OvB: Precisely. Mediocre ideas are inherently bad. Good ideas take into account the character and nature of their parties. The term “a means to an end” is often misunderstood. The art of diplomacy is choosing the right means to a prescribed end. For example, you would not wish to create a work environment at DDG in which your staff was reduced to tears at their work stations, reporting on each other to management, and worked nearly to death, even if it helped your bottom line.
KB: Of course not. What an imagination you have, Otto. Even to think of that. We always strive to have a hard working, but fun, and pleasant work environment.
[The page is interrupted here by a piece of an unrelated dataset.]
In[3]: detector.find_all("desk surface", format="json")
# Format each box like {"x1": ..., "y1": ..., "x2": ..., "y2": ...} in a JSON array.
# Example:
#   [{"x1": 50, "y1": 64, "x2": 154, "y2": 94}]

OvB: Hmmn. I know you’ve been busy lately, but you might want to pay closer attention to the news. In any case, my point is that money spent on online initiatives should be targeted towards expression and interaction, the currency of individual bookstores. Incentivizing e-book purchases is a terrible idea, for example, more likely to win a Darwin Award and lose customers than anything else. But using online interactions to engage with customers and bring them into the store is a vital enterprise. The increasing use of mobile devices and customer expectation is a two-edged sword. On the one hand customers are twaddling around on them instead of reading. On the other hand productive interactive interfaces do require some upkeep and development. No doubt about that. Spend, but don’t overspend without return.
KB: Totally agree!
OvB: Yes, independent bookselling is its own peculiar form of diplomacy. The roles of various cultural mediums do change. Newspapers of today are barely related to those of my time, for example, but making strong connections to the community is always a work in progress for those engaged in it, regardless of the instruments they use.
KB: Thank you for your insight, Otto.
OVB: My pleasure.
Thoughts of two very different approaches to this situation have been roiling about in my mind for some time now, as I dearly want my customers to be able to easily search for and order any title online. Special orders, at present taken by phone and in person, account for nearly 10% of my annual sales and could go up significantly if the process were more convenient. I simply can’t make the numbers work with Indie Commerce, however; tried it for a year and it cost me money instead of making me money.
One approach would be to entice major publishers to put the resources being used to market directly to consumers on their individual websites into helping ABA build a better e-commerce platform. Hard numbers show that both for actual sales and, sadly, for our “showroom” value, brick and mortar bookstores are good for a publisher’s bottom line. And, let’s face it, what reader out there ever says, “I think I’ll browse what’s new from Publisher X this week”? People don’t shop by publisher. They just don’t.
Another approach would be to forgo the whole idea of going to one collective site to search for a participating bookstore. What if ABA could (perhaps with the help of subsidies from publishers or some other clever solution) come to an agreement with Ingram to let each member bookstore access (at an affordable rate) the Ingram database with whatever website provider/host the bookstore chooses?
Nowadays, unlike at the launch of ABA’s e-commerce initiative, websites are so cheap and so easy to put together that it’s really not necessary for ABA to put the resources into designing and redesigning templates, adding and refining bells and whistles. Want a wish list or event calendar? There’s a (free to very inexpensive) widget for that. What we need from our partners at ABA and Ingram, in my humble opinion, is merely access to the book titles and ordering. Perhaps even a consumer-facing landing page similar to what Baker and Taylor offers through their bookstore e-commerce program?
Those are my two cents. Thank you for addressing it here, Kenny (and Chancellor). It’s a complex situation, to be sure, but one that we need to address soon and with a clearer vision of what exactly our needs are and what (all) our options are.
Leslie H.
Spellbound Children’s Bookshop
Great response Leslie. We go to talks at conferences on decision making, on the importance of avoiding “yes or no” “should or shouldn’t” scenarios but it is so easy to fall into. Something needs to be done of course, but the what element does indeed deserves broad consideration.